Author response: We understand the MS2 would be the most comprehensive structural elucidation although as our low resolutiom mass spectrometer cannot provide MS2 we have applied multiple exoglycosidase digestions to identify the glycan structures which is widely accepted since years in analytical glycomics. Please note that we are also referencing previous papers dealing with procainamide labeled glycans and our structure list is in agreement with those. More importantly we are not claiming that any of our identified structures could be potential biomarkers of the disease, we are only claiming that the altered serum N-glycan distribution can help to improve disease identification.

  1. In Figure 1, please add y-axis

 

Reply 1: It has been added.

 

  1. In the method part, please add the MS resolution settings.

 

Reply 2: It has been added.

 

  1. In Supplementary Figure 5, it is hard to tell the difference between green and orange bars because the y-axis is from 0 to 100%. Please change it to another format such as butterfly chart or conventional bar graph with two bars next to each other.

 

Reply 3: The chart has been changed. Thank you for the suggestion.

 

  1. Supplementary Table 1, the authors used “,” in the middle of numbers. Could it be “.”? Please double check. Please add theoretical m/z, detected m/z, and accuracy (ppm) to the table.

 

Reply 4: Thank you for your suggestion. All the required changes have been made.

 

  1. Which detection method was used for the quantitation? MS or FL? If it was FL, the quantitation may not be accurate because of the overlapping glycan peaks. If it was MS, please present the advantages of using FL in this study.

 

Reply 5: We have used fluorescence detection for the quantitation as hidrophilic interaction liquid chromatography is a widely accepted method since years providing high resolution separation of glycans. Please note that if glycan peaks are overlapping in the fluorescence they will overlap in the MS as well. Obviously MS based quantitation can be an option but for that high resolution mass spectrometers are preferred. Our aim was to show that we can detect malignany from 5µL of serum which needs highly sensitive detection methods such as fluorescence detection.

 

  1. Since this study is related to clinical samples, please add ROC and AUC to emphasize the significance of the results.

 

Reply 6: ROC and AUC are used in large-scale biomarker studies. Please note that we only had 11 patients/disease groups thus we would like to avoid from such statistics. We do not claim that the reported alterations are biomarkers. We only show potential of glycan analysis in the detection of malignancy which could improve current diagnostic procedures.

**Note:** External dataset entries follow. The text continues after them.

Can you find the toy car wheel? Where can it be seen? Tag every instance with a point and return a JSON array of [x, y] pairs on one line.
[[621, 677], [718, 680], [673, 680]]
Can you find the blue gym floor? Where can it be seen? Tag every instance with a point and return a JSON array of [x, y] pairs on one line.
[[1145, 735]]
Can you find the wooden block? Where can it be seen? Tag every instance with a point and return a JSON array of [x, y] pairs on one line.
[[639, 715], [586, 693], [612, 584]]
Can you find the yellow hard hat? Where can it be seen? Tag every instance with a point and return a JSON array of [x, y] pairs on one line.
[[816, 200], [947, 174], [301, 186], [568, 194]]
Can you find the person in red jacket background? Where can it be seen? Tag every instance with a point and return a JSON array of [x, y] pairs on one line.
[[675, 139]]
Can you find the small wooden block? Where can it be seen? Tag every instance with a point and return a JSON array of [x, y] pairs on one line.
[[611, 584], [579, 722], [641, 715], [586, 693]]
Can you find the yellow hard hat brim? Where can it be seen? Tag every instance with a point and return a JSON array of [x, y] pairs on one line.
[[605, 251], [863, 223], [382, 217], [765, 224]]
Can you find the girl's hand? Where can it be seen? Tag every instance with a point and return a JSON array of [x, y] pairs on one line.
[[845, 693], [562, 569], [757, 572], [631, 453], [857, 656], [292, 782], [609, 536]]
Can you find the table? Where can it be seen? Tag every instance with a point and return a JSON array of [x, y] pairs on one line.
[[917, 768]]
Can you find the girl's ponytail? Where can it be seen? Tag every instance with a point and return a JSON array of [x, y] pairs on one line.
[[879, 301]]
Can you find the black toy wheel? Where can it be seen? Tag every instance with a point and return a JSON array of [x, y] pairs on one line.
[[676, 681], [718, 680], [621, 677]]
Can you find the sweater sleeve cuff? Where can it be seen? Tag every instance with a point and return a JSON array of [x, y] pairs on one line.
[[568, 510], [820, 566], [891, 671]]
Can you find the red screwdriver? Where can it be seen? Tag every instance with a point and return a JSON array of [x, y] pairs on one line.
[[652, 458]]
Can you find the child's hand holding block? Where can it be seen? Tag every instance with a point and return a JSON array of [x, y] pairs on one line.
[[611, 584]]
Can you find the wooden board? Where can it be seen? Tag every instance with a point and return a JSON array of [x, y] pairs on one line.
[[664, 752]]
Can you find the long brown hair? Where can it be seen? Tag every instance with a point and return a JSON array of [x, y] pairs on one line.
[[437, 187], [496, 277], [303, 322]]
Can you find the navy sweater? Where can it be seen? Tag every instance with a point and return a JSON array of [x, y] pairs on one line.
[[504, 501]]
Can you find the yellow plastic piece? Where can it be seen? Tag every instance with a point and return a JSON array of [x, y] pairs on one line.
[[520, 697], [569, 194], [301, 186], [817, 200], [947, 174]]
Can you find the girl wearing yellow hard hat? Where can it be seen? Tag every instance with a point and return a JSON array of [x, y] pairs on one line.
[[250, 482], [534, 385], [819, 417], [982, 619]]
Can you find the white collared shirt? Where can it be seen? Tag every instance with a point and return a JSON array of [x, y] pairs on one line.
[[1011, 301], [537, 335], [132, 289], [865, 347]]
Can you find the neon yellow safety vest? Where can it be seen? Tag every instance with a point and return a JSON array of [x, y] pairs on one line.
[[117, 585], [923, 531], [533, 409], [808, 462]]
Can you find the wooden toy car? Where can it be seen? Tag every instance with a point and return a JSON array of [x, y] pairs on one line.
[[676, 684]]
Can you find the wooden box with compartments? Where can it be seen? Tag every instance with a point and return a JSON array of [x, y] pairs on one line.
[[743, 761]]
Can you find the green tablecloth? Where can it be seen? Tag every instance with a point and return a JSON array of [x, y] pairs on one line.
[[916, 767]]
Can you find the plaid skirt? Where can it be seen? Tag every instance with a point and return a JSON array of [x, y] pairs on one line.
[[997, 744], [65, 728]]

Author Response File: Author Response.docx

Round 2

Reviewer 1 Report

Most comments have been addressed. Now it meets the requirement for publication.

Author Response

Reviewer 1:

Most comments have been addressed. Now it meets the requirement for publication.

Reply: Thank you for your comment.

Author Response File: Author Response.docx

Reviewer 2 Report

In the revised manuscript, the authors well addressed the reviewer's comments. The manuscript now meets the requirement of publication. My additional suggestion is to add error bars on Supplementary Figure 5.

Author Response

Reviewer 2:

In the revised manuscript, the authors well addressed the reviewer's comments. The manuscript now meets the requirement of publication. My additional suggestion is to add error bars on Supplementary Figure 5..

Reply: Thank you for your suggestion. The Supplementary Figure 5 has been modified.